The initial focus of this crate was been on rendering pages in a PDF file; consequently, FPDF_* functions related to page rendering were prioritised. By 1.0, the functionality of all FPDF_* functions exported by all Pdfium modules will be available, with the exception of certain functions specific to interactive scripting, user interaction, and printing.

  • Releases numbered 0.4.x added support for all page rendering Pdfium functions to pdfium-render.
  • Releases numbered 0.5.x-0.6.x added support for most read-only Pdfium functions to pdfium-render.
  • Releases numbered 0.7.x aim to progressively add support for all Pdfium page object creation and editing functions to pdfium-render.
  • Releases numbered 0.8.x aim to progressively add support for all other Pdfium editing functions to pdfium-render.
  • Releases numbered 0.9.x aim to fill any remaining gaps in the high-level interface prior to 1.0.0.

By version 0.8.0, pdfium-render should provide useful coverage for all but the most esoteric use cases.

There are 368 FPDF_* functions in the Pdfium API. As of version 0.7.0, 206 (56%) have bindings available in pdfium-render, with the functionality of roughly three-quarters of these available via the pdfium-render high-level interface.

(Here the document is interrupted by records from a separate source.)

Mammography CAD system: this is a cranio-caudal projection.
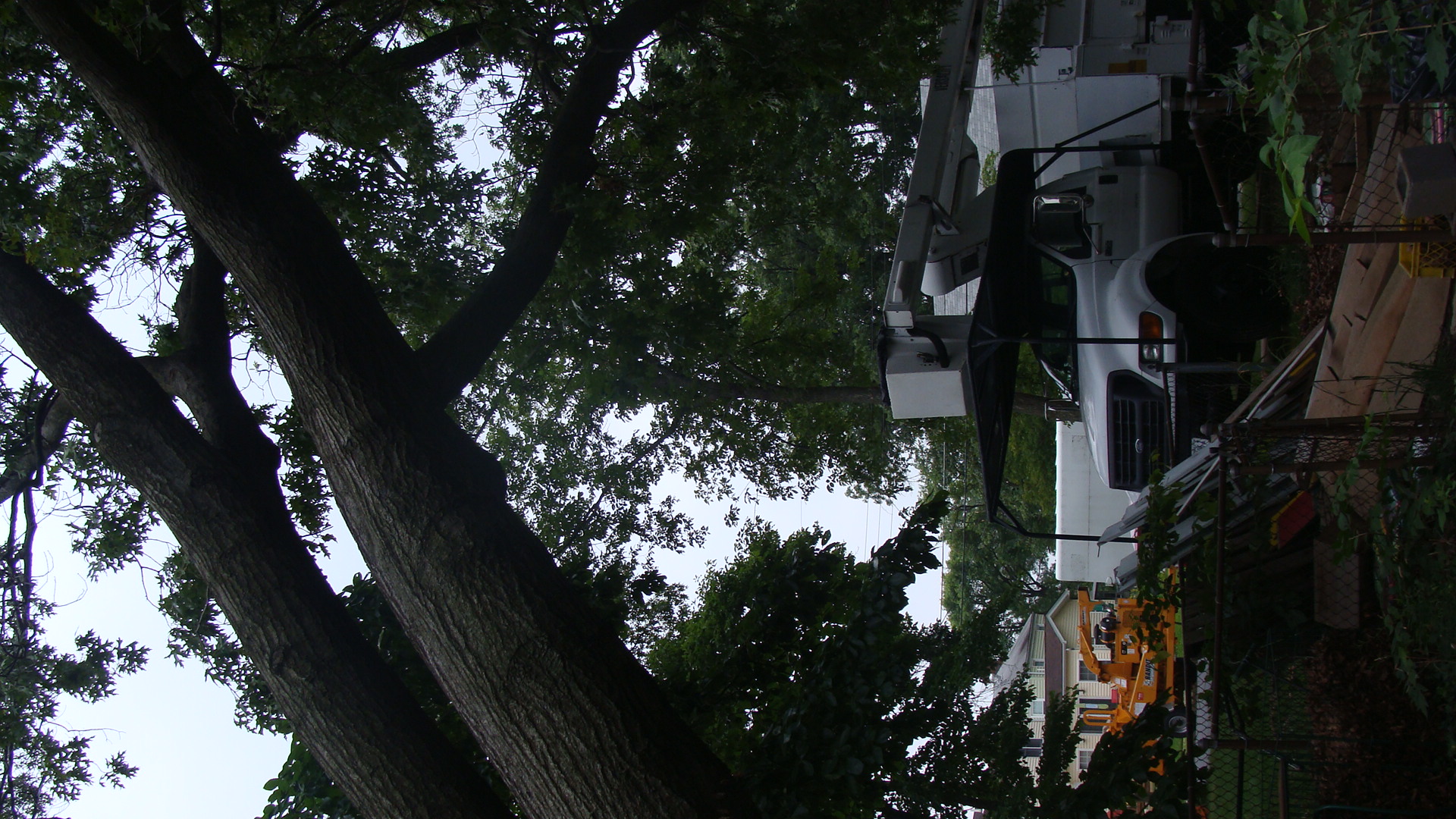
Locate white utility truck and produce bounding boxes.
[1054,421,1133,583]
[880,0,1284,528]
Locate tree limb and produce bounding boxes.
[362,22,482,74]
[416,0,703,405]
[0,252,510,819]
[0,395,76,501]
[658,369,883,405]
[165,232,280,475]
[23,0,755,819]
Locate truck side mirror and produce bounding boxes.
[1031,194,1092,258]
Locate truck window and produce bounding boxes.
[1034,253,1078,398]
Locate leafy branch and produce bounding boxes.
[1222,0,1456,242]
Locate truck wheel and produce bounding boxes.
[1163,705,1188,737]
[1174,248,1288,344]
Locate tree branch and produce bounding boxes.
[0,395,76,501]
[0,252,510,819]
[158,232,280,475]
[362,22,483,74]
[658,369,883,405]
[416,0,703,405]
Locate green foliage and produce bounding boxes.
[648,495,1072,817]
[1223,0,1456,240]
[981,0,1065,83]
[1332,354,1456,726]
[0,370,147,816]
[896,672,1079,819]
[1057,705,1204,819]
[648,498,954,817]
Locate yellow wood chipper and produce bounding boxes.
[1078,590,1188,736]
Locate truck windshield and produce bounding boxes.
[1032,253,1078,400]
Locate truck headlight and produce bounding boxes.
[1138,312,1163,367]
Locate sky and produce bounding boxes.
[0,265,943,819]
[11,42,972,819]
[41,472,940,819]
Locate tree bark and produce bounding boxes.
[0,253,510,819]
[24,0,753,819]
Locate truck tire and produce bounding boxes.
[1172,248,1288,344]
[1163,705,1190,737]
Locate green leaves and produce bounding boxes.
[648,497,955,817]
[1223,0,1456,242]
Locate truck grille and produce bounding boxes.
[1108,372,1168,491]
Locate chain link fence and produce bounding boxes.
[1184,413,1456,819]
[1191,89,1456,243]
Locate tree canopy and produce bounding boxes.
[0,0,1054,816]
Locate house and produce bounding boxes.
[992,592,1112,783]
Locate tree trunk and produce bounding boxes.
[0,253,510,819]
[24,0,753,819]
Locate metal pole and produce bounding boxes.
[1207,447,1228,748]
[1213,229,1456,248]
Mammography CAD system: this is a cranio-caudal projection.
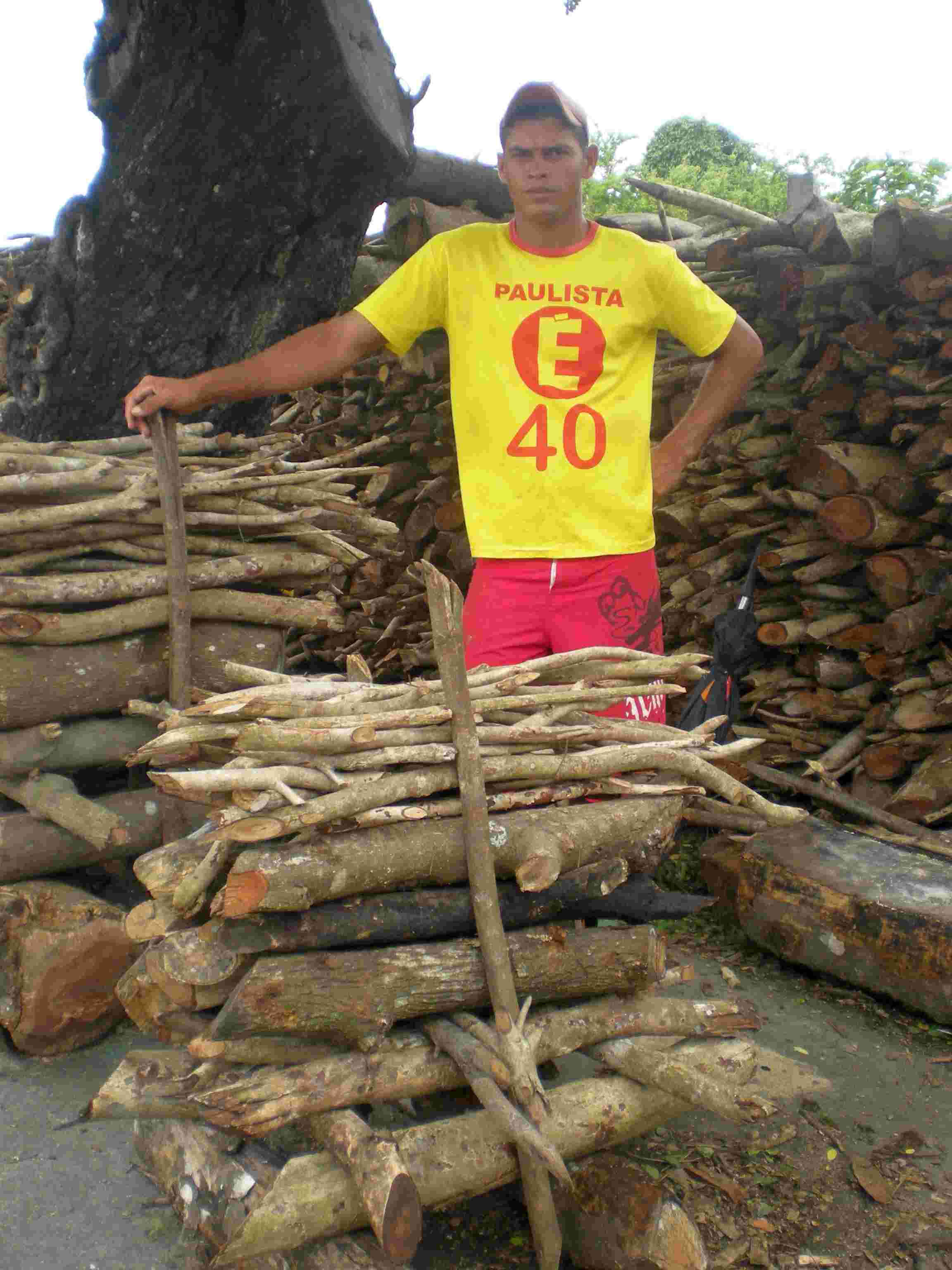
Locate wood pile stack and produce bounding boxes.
[0,424,396,1054]
[645,184,952,824]
[289,184,952,819]
[88,602,804,1268]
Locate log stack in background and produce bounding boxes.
[642,181,952,823]
[279,178,952,819]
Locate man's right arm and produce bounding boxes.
[124,313,385,437]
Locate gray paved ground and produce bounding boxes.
[0,929,952,1270]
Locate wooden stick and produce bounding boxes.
[307,1110,423,1261]
[419,561,565,1270]
[151,410,192,710]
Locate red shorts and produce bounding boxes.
[463,551,665,723]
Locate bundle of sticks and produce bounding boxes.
[85,627,805,1268]
[0,423,406,728]
[656,194,952,824]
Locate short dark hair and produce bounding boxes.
[499,102,589,151]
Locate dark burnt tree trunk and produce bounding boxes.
[0,0,414,441]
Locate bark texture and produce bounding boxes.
[0,0,412,439]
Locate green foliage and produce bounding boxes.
[641,114,764,184]
[584,116,952,220]
[581,128,645,216]
[829,155,950,212]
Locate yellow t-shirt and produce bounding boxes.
[357,222,736,559]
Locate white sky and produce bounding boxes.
[0,0,952,250]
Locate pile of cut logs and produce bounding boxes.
[0,424,409,1054]
[286,177,952,823]
[86,569,805,1270]
[635,186,952,824]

If you need a binding to a Pdfium function that is not currently available, just raise an issue.

Version history

  • 0.7.0: adds PdfPermissions collection, adds document loading and saving support, adds initial creation and editing support for documents, pages, and text objects, and improves WASM document file handling.
  • 0.6.0: fixes some typos in documentation, updates upstream Pdfium WASM package source repository name.
  • 0.5.9: corrects a bug in the statically linked bindings implementation. Adjusted tests to cover both dynamic and statically linked bindings implementations.
  • 0.5.8: corrects a bug in the WASM implementation of certain FPDFAnnot_*() functions. Resolves a potential memory leak affecting the WASM implementation of various FPDF_*() functions.
  • 0.5.7: adds support for binding to a statically-linked build of Pdfium, adds bindgen and static crate features.
  • 0.5.6: adds pdfium_render::prelude, adds bindings for FPDFAnnot_*() and FPDFPage_*Annot*() functions, adds PdfPageAnnotations collection and PdfPageAnnotation struct to the high-level interface.
  • 0.5.5: fixes two bugs in the WASM implementation, one to do with colors, one to do with text extraction. See https://github.com/ajrcarey/pdfium-render/issues/9 and https://github.com/ajrcarey/pdfium-render/issues/11 for more information.
  • 0.5.4: changes default setting of PdfBitmapConfig::set_reverse_byte_order() to true to switch from Pdfium's default BGRA8 pixel format to RGBA8. This is necessary since the image crate dropped support for BGRA8 in version 0.24. See https://github.com/ajrcarey/pdfium-render/issues/9 for more information.
  • 0.5.3: adds bindings for FPDFBookmark_*(), FPDFPageObj_*(), FPDFText_*(), and FPDFFont_*() functions, adds PdfPageObjects, PdfPageText, and PdfBookmarks collections to the high-level interface.
  • 0.5.2: adds bindings for FPDF_GetPageBoundingBox(), FPDFDoc_GetPageMode(), FPDFPage_Get*Box(), and FPDFPage_Set*Box() functions, adds PdfPageBoundaries collection to the high-level interface.
  • 0.5.1: adds bindings for FPDFPage_GetRotation() and FPDFPage_SetRotation() functions, adds PdfMetadata collection to the high-level interface.
  • 0.5.0: adds rendering of annotations and form field elements, thanks to an excellent contribution from https://github.com/inzanez.
  • 0.4.2: bug fixes in PdfBitmapConfig implementation.
  • 0.4.1: improvements to documentation and READMEs.
  • 0.4.0: initial release of minimal page rendering functionality.